The Affordable Care Act, or Obamacare, consumed our nation from the time President Obama took office until the bill went into effect. It remained a lightning rod and a major talking point in the presidential election six years later.
During all of the drama that played out on TV, on social media and in the newspaper, I remember seeing a lot of politicians, insurance company representatives, lawyers and big pharma folks talking about how health insurance would be administered in our country.
The conversation focused on whether there should be a government run, public option. It focused on allowing young adults to stay on their parents’ health insurance plan until age 26. It focused on not allowing insurance companies to deny coverage to people or charge them more because of a pre-existing condition. It focused on removing lifetime and annual dollar limits for essential health benefits. It focused on reducing administrative costs.
None of these things are actually bad. Improving access to care and reducing costs are good things, although the approach to achieving these goals continues to be hotly debated. But let’s be honest about what the Affordable Care Act really is.
It’s not health care reform. It’s health insurance reform.
This isn’t about being a Republican or Democrat. This is about the facts.
During those years of non-stop coverage, I don’t remember seeing PhDs, healthcare experts, or researchers from leading institutions talking about what needs to be done to make us a healthier nation.
Nobody spoke about the quality of our air, water and soil, or how humans have become so sick during the last 100 years. Nobody spoke about the chronic illness epidemic because it’s being perpetrated by food companies, insurance carriers, and their lobbyists.

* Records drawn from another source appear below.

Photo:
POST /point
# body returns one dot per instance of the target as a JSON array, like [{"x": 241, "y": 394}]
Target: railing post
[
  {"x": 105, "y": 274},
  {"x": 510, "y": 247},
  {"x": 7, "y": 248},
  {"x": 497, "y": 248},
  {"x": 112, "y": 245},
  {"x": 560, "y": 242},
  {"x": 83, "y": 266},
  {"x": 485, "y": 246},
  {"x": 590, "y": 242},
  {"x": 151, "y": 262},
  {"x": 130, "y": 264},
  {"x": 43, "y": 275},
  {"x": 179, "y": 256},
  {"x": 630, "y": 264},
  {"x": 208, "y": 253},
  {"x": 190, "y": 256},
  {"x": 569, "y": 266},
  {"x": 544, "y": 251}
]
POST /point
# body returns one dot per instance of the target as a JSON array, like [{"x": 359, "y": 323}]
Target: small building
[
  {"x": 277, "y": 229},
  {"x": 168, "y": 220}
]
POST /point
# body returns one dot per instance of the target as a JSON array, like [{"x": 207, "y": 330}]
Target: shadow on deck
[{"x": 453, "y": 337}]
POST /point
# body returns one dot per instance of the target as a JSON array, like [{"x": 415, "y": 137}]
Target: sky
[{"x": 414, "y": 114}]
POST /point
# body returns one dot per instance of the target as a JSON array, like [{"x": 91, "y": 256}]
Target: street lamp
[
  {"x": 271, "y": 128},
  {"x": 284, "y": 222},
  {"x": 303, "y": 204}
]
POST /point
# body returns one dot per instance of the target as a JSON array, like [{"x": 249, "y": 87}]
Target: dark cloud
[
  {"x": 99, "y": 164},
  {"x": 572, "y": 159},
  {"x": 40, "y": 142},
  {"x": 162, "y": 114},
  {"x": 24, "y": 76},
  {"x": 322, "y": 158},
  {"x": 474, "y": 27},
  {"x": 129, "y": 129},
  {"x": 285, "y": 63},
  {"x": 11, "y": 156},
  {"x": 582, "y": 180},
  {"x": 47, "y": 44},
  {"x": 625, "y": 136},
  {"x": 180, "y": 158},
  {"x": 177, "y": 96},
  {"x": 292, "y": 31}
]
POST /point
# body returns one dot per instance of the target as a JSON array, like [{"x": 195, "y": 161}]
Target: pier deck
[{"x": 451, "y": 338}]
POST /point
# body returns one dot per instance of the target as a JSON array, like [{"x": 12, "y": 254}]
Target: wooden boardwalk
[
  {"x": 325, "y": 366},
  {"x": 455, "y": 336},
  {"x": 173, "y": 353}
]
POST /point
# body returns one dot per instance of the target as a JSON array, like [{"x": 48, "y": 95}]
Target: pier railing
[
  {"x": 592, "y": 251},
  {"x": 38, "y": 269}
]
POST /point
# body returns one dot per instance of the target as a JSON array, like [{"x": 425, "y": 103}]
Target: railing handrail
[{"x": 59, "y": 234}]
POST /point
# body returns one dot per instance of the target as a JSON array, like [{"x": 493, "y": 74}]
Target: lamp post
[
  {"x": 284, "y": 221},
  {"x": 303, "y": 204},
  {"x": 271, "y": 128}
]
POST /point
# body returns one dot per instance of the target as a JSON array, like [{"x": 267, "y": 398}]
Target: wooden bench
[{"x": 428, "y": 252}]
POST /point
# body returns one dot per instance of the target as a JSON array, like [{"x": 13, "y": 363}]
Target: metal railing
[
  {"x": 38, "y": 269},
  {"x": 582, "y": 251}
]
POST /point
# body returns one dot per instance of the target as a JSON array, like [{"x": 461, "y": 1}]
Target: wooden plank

The debates about Obamacare were about insurance, and they were driven by politics and money.
Meanwhile, healthcare costs are approaching 20 percent of our GDP and expected to reach 33 percent by 2030. Two thirds of those costs are the result of chronic illness.
The legislation is clearly focused on health insurance, and has done little to address the root cause of the problem in our country. Yes, it does require health insurance plans to include free, in-network preventative care services, such as a mammogram or colonoscopy, and it’s a lot less expensive to prevent illness than it is to treat illness.
But again, even that part of legislation is focused on insurance.
Like it or not, health insurance reform is here six years later. Health care reform is up to the individual.
True reform can only be achieved through personal responsibility and accountability. True reform is about educating yourself about the best way to take care of yourself and your family.
I recently presented this topic as part of Natural Healthcare Center’s Community Relations Program. Everything we do as part of this program is about sharing information. Our approach is to go from community to community, not launch a global initiative.
I don’t make money from this program. Even if I never see people again after they attend one of my presentations, I want them to walk away with something tangible that can help them feel better, function better and live longer – because health literacy truly is the key to longevity.
Remember, we have health insurance reform. We don’t have health care reform. That’s up to you.